A lot of the highest paying research is corporate. And despite the shit Trump is doing, the wages are still higher at for instance universities too.
I have no idea how you can even doubt that, despite Trump is targeting everything that might be humane or to save the earth. Everything that has potential profits will probably receive more. Because USA has become very unattractive in many ways.
I feel like it's very strange to not even mention the fact that many, many of these researchers have completely lost, or will lose the grants for the research that is the entire reason for their being in the field in which they are. They literally cannot do what they are there to do anymore. in addition, many additional folks are no longer allowed to work on or publish their projects because they are centered on or use some of Trump's no-no words. There is way more than just salaries causing the brain drain out of the US right now.

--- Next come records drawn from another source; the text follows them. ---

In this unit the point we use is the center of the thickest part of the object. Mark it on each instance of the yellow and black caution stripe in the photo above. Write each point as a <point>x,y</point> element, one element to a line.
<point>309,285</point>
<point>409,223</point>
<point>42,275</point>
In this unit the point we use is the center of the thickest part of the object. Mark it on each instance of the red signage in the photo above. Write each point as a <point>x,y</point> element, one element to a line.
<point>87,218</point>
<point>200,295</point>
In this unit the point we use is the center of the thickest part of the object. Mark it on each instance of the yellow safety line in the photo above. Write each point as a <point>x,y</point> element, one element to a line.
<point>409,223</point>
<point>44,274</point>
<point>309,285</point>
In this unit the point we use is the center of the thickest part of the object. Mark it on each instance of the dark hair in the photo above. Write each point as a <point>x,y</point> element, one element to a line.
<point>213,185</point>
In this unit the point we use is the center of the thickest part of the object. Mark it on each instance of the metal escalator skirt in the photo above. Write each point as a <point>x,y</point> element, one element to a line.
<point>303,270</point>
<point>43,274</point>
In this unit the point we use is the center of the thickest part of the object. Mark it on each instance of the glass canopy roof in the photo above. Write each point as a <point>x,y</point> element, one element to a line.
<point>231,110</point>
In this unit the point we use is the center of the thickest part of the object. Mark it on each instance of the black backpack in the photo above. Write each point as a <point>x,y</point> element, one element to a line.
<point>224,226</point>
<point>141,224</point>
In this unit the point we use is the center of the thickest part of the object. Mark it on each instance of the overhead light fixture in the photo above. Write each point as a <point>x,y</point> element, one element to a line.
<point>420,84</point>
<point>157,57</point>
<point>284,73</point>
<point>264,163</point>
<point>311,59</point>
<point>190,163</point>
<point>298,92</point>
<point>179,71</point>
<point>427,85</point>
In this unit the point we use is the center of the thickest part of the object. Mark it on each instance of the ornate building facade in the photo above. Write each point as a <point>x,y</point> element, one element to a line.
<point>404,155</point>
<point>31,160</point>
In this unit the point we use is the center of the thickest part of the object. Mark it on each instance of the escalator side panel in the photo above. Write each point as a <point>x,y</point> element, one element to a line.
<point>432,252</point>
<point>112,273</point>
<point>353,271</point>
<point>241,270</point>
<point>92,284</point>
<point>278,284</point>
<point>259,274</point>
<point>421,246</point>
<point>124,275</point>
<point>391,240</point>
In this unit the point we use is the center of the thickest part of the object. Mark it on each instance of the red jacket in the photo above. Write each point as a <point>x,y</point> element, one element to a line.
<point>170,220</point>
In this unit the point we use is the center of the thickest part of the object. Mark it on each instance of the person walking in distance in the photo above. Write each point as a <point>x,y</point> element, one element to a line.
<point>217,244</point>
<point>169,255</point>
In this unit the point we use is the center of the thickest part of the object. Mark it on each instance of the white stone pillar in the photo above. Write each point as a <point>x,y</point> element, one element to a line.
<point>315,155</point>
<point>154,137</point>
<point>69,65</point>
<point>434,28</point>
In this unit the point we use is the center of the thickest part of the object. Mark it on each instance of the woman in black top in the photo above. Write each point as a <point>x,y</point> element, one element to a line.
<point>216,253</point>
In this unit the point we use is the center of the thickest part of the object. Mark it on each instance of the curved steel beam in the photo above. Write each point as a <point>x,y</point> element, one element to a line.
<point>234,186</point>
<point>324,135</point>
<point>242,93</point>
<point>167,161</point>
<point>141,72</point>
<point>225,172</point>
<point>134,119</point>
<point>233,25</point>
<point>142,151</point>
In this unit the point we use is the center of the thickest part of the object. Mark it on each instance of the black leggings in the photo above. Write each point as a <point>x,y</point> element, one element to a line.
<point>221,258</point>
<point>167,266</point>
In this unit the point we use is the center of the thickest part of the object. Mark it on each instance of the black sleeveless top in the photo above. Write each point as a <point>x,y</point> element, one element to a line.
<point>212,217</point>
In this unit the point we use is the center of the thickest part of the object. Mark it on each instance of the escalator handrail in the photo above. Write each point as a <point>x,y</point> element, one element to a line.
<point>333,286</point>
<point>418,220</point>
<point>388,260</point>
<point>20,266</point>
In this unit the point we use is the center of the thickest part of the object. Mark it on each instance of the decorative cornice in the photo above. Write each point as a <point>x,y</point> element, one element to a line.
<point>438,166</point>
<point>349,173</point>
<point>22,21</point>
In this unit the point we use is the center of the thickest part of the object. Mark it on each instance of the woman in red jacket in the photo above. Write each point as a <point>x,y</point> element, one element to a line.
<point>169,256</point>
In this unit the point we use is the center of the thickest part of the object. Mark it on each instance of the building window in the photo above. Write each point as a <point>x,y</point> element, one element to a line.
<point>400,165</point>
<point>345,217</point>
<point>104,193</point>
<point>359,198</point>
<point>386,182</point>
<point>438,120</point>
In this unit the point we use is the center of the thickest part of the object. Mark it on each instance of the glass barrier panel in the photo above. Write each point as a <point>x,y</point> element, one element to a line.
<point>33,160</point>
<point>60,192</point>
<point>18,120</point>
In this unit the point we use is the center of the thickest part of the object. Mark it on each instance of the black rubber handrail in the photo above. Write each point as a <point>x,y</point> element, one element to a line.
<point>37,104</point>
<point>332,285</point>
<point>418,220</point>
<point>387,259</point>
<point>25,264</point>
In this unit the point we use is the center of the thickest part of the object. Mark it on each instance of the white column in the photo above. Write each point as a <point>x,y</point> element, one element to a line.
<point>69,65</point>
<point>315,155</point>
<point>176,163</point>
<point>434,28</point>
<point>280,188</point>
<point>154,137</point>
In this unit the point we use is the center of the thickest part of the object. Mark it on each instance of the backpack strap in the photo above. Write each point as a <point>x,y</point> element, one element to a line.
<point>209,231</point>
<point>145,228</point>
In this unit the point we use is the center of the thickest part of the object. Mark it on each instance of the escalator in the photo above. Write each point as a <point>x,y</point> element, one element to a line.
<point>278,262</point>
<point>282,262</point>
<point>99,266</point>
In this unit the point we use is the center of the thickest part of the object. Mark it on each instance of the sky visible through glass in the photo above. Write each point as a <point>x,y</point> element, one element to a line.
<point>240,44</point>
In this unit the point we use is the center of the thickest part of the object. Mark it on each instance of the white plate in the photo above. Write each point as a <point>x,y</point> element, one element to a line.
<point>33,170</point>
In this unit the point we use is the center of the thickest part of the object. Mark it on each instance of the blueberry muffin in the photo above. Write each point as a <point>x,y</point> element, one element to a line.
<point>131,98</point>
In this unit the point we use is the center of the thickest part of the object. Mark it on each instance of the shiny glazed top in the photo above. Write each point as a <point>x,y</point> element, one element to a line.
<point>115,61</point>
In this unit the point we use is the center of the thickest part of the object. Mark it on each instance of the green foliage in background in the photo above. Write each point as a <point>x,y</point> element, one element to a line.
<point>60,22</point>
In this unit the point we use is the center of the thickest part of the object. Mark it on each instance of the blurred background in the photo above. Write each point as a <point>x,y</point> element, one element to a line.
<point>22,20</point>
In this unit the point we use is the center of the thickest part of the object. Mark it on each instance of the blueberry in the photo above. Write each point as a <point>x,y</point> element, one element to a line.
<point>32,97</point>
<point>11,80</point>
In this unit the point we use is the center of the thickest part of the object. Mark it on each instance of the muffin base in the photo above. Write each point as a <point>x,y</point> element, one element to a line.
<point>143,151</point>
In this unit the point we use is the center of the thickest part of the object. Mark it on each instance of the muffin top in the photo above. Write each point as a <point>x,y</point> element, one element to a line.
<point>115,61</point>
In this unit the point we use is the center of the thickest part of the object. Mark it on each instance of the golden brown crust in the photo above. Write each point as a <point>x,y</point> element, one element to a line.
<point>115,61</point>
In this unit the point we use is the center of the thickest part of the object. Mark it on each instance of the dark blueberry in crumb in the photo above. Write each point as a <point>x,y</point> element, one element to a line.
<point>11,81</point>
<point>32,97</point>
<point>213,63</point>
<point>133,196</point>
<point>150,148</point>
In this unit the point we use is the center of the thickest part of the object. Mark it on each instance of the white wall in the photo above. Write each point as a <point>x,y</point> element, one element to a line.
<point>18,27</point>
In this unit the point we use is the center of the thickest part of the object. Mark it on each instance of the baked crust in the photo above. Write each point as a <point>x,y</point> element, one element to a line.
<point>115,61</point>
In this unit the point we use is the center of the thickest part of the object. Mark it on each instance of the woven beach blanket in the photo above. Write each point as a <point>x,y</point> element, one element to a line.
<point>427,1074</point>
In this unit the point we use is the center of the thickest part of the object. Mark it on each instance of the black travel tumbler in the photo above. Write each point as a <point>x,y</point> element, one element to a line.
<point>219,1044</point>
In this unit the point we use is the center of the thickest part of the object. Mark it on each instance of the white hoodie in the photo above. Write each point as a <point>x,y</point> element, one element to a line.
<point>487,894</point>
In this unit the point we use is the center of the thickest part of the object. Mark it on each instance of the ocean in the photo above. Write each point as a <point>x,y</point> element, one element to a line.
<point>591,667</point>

Please expand on how the highest paying research is corporate, and how that proves your point. It sounds very much like the hand-wavy stuff people say before they start yelling because they have no argument, but I want to give you the benefit of the doubt. Are you yourself a researcher?
WTF?
The article even state this fact as a barrier to attract scientists to Europe from USA.
But here you go:
https://www.coursera.org/articles/research-scientist-salary?campaignid=20858198824&adgroupid=&device=c&keyword=&matchtype=&network=x&devicemodel=&creativeid=&assetgroupid=6490027433&targetid=&extensionid=&placement=&gad_campaignid=20854471652
Everybody who has followed this issue even superficially knows this!!
Universities in USA also pay more, because they are very commercially oriented, and American universities compete on prestige, and they have more money than other universities around the world.
Try to look it up, and find info to the contrary if you don't believe it. This is freaking common knowledge!
It has only been 6 months. The effects of this administration will not appear in tables of budgets and salaries yet. Although in simple terms it will probably still look ok, it is far less attractive.
Cost of living matters too. From simple things like how much broadband costs (uk: £30 pcm, usa: $78 pcm) to an ambulance ride (uk: free, usa:$2000). The higher salary is an illusion.
I also note that every company in your list is a tech company. Researchers in other fields are probably not going to be as lucky.
Buying in instrumentation is also now more expensive due to tariffs so your research budget was effectively cut as well as being actually cut. Scientists with approved grants for equipment have had them revoked. Universities are advising not spending funds to provide contingency funds.
Of course it does, the article also mention that, did you even read the article?
Yes I did. Your point is simply "but... more money!!!" Ignoring that bigger numbers are not the whole story.